The guy in the video clip had my undivided attention as he stroked himself off; I found that I liked the size of his cock, the shape of his knob and it was of a thickness that would guarantee a mouthful of hard dick. I suppose the clip was edited to show his, ah, final moments – but that was fine because the eruption he had was nice, enough to know you were taking sperm into your mouth but not so much to cause any concern. I closed Tumblr so I could move on to the next app I routinely check and I found myself smiling at all the rather filthy thoughts I had about that dude’s dick; I was even debating on whether or not I’d take my time with it so I could savor everything there is to savor about sucking dick… or whether or not I’d just come right out and wreak all sorts of oral havoc on his meat and without much in the way of mercy. Ultimately, I sealed his fate – at least in my mind because it’s very damned unlikely I’d get a crack at him; I just knew I’d do both things to him; the first to show off my skill and my love for sucking cock, the second to introduce him to the beast that lives inside me, the one who is just so totally apeshit about sucking cock and eating pussy until their respective owners beg for mercy and, my favorite, look at me as if I just tried to kill them.
Which is pretty much the idea, to be honest.

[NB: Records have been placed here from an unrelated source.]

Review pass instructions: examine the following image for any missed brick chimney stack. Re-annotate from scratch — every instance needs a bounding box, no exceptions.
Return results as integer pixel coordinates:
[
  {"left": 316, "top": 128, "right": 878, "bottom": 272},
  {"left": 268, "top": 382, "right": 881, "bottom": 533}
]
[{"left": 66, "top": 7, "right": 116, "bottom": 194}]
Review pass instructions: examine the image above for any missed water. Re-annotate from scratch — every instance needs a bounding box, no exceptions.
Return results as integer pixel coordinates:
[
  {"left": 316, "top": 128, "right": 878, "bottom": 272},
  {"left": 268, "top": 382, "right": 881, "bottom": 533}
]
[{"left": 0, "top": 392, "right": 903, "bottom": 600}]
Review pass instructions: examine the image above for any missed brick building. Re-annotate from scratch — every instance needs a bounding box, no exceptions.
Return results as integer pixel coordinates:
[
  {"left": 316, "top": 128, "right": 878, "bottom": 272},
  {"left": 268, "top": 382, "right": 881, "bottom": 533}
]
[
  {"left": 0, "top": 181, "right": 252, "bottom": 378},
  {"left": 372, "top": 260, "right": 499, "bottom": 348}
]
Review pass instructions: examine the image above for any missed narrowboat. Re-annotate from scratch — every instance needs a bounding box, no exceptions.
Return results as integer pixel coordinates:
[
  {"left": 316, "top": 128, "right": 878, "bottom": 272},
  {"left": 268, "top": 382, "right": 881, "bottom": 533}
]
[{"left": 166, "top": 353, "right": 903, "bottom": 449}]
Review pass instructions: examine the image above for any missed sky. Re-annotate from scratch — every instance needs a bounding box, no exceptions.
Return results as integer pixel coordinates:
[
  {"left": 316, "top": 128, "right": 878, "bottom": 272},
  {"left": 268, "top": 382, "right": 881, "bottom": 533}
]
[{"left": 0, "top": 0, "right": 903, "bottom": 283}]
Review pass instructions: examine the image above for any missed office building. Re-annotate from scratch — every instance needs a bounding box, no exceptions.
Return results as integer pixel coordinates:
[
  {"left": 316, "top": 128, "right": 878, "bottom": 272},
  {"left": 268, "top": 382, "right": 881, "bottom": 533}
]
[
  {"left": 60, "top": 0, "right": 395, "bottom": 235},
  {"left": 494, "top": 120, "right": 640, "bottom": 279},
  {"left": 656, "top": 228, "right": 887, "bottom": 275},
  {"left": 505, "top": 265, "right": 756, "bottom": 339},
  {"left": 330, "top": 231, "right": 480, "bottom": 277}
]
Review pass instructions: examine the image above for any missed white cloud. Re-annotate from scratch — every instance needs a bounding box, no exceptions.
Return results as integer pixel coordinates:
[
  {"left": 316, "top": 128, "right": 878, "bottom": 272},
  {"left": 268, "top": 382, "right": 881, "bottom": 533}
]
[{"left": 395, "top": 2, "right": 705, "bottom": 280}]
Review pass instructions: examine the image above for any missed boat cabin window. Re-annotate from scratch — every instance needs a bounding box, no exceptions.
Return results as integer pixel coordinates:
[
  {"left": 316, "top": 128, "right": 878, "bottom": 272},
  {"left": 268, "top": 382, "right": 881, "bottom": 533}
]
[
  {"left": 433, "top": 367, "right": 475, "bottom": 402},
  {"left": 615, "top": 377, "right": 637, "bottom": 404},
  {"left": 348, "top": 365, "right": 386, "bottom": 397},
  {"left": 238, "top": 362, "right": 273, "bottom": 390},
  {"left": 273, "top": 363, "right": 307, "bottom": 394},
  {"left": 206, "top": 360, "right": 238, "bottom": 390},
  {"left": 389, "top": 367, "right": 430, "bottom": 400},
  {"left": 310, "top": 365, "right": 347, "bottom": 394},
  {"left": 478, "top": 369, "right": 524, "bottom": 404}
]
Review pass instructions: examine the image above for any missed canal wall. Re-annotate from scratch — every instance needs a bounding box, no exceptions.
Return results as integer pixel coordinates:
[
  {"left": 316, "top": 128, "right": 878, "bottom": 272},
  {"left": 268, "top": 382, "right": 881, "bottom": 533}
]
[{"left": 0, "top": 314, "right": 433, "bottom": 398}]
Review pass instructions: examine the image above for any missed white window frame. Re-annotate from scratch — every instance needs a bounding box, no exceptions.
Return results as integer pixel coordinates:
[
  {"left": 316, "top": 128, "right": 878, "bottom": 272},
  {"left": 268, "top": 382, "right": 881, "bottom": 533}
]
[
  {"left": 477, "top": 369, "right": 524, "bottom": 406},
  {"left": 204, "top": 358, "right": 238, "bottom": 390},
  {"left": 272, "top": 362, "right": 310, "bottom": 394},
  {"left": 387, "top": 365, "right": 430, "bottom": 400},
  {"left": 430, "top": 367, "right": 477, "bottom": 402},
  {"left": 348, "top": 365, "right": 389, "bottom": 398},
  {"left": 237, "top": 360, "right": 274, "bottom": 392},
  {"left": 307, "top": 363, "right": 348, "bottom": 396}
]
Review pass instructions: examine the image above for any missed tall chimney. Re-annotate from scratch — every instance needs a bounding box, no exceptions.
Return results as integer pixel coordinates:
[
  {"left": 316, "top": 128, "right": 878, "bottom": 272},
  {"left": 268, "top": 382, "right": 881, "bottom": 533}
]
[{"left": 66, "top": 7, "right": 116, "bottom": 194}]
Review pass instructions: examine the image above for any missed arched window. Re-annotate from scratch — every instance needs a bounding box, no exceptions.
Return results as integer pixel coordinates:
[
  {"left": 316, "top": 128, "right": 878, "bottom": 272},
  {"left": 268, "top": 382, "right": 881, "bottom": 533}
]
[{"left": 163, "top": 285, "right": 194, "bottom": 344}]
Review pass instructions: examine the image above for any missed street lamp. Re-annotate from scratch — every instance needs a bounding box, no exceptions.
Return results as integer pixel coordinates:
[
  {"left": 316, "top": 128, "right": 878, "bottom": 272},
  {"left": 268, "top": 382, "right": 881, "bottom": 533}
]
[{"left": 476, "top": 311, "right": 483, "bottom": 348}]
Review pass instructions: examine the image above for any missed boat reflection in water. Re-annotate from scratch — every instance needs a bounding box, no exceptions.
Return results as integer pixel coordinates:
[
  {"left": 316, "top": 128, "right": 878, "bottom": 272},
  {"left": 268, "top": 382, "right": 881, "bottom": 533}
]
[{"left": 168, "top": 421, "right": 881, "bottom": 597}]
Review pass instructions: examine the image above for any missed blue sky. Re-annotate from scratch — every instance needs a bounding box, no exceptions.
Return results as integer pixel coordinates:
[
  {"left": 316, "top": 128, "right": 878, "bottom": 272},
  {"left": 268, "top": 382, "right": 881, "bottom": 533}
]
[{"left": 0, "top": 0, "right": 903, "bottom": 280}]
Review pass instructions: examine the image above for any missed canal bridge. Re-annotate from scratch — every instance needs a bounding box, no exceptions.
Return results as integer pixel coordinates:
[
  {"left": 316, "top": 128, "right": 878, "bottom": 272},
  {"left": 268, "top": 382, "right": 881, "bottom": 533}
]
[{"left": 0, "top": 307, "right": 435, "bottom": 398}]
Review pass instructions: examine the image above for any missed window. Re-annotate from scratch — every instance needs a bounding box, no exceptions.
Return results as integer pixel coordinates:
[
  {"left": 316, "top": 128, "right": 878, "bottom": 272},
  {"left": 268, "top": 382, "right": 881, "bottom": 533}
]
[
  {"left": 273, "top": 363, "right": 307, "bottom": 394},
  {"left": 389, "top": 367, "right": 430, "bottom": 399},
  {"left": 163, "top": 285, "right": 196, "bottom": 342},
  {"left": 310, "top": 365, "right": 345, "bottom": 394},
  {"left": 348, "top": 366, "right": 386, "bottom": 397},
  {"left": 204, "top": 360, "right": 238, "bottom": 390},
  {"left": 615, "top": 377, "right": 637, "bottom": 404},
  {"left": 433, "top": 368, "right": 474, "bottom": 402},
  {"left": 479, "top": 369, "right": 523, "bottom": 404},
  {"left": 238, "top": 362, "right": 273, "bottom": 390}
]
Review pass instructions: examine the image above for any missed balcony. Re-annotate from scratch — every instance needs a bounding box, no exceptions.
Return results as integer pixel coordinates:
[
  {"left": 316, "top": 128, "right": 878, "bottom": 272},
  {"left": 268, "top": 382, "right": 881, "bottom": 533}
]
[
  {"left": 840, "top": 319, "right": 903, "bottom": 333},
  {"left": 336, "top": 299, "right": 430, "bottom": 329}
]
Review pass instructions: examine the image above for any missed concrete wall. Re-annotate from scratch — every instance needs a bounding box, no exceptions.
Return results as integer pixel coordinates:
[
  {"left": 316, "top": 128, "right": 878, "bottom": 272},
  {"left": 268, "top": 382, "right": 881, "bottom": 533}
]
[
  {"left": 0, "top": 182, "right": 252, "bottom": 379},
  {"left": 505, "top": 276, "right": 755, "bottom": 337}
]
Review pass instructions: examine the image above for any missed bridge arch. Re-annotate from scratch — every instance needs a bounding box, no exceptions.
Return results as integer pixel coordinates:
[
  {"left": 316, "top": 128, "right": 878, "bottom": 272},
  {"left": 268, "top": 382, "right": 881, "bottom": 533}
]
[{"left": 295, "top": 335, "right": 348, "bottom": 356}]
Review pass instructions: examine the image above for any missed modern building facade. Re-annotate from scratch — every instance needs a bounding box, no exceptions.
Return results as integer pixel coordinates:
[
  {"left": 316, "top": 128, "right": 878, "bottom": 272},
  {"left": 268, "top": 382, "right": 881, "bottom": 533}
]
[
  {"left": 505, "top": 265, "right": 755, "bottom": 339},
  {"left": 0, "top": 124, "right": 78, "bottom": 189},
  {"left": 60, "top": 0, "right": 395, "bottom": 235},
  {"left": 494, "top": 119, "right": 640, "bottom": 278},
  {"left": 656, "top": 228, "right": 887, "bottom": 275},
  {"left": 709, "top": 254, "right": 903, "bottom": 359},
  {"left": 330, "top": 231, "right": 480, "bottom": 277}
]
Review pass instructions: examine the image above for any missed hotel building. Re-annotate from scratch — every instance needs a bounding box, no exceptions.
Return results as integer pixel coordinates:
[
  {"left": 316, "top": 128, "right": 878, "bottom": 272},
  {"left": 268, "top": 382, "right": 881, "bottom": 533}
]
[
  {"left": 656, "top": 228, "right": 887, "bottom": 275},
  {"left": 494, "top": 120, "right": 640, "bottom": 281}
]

See, those of you who don’t suck cock – and those of you who might have a lot of reservations about doing it – just cannot imagine how fucking good it is to suck dick. It’s not as much about oral fixation as it is a sensual rush that defies description; it’s one of those things that I’ve repeated said is all about using his prick to feed your inner beast and all because it feels damned good to have feeding time. If ya wanted to be PC about it, sure, his satisfaction plays into it… but, on the other hand, fuck him – if he’s having fun that’s all well and good but I’m going to have fun at his expense whether or not he enjoys it or not. And, yeah, if he somehow didn’t have fun the first time – and I did – well, let’s just do it again, shall we?
Man, it’s so good being a bisexual man! For a moment, I felt a twinge of sympathy for all my bisexual brothers who haven’t had the pleasure of biting the big one; I felt another momentary twinge for all those guys who are so very much afraid to have a dick in their mouth but the twinge passes quickly as I smile and think that there are a lot of dudes who are too afraid to suck dick – but they wouldn’t hesitate to bury their face in a woman’s pussy; sucking and licking her clit, fellas, really ain’t that different from doing the same thing to a dick, the comparative size notwithstanding so, um, ya might be surprised at how good you’d be sucking dick.
I sighed happily to myself and simply because I know what it’s like to suck cock and eat pussy and, damn, just the thought of it gives me delicious chills. I thought for a moment about that difference between liking and loving it; if ya just like it, eh, maybe it’s not that big of a thrill and more so if you’re more prone to doing it out of that sense of obligation and duty. But if ya love it, well, shit, I can’t imagine how being able to eat pussy and bite the big one can get to be any better except for maybe being able to avail yourself of both these tasty treats at the same sitting. Fuck, my mind was so deep in the gutter about the feel of man’s dick in my mouth, I couldn’t remember what I had to do on my iPad for a moment; again, those of you who ain’t feeling this just have no idea what it’s like and since you don’t, you can’t imagine how distracting the mere thought of it can be.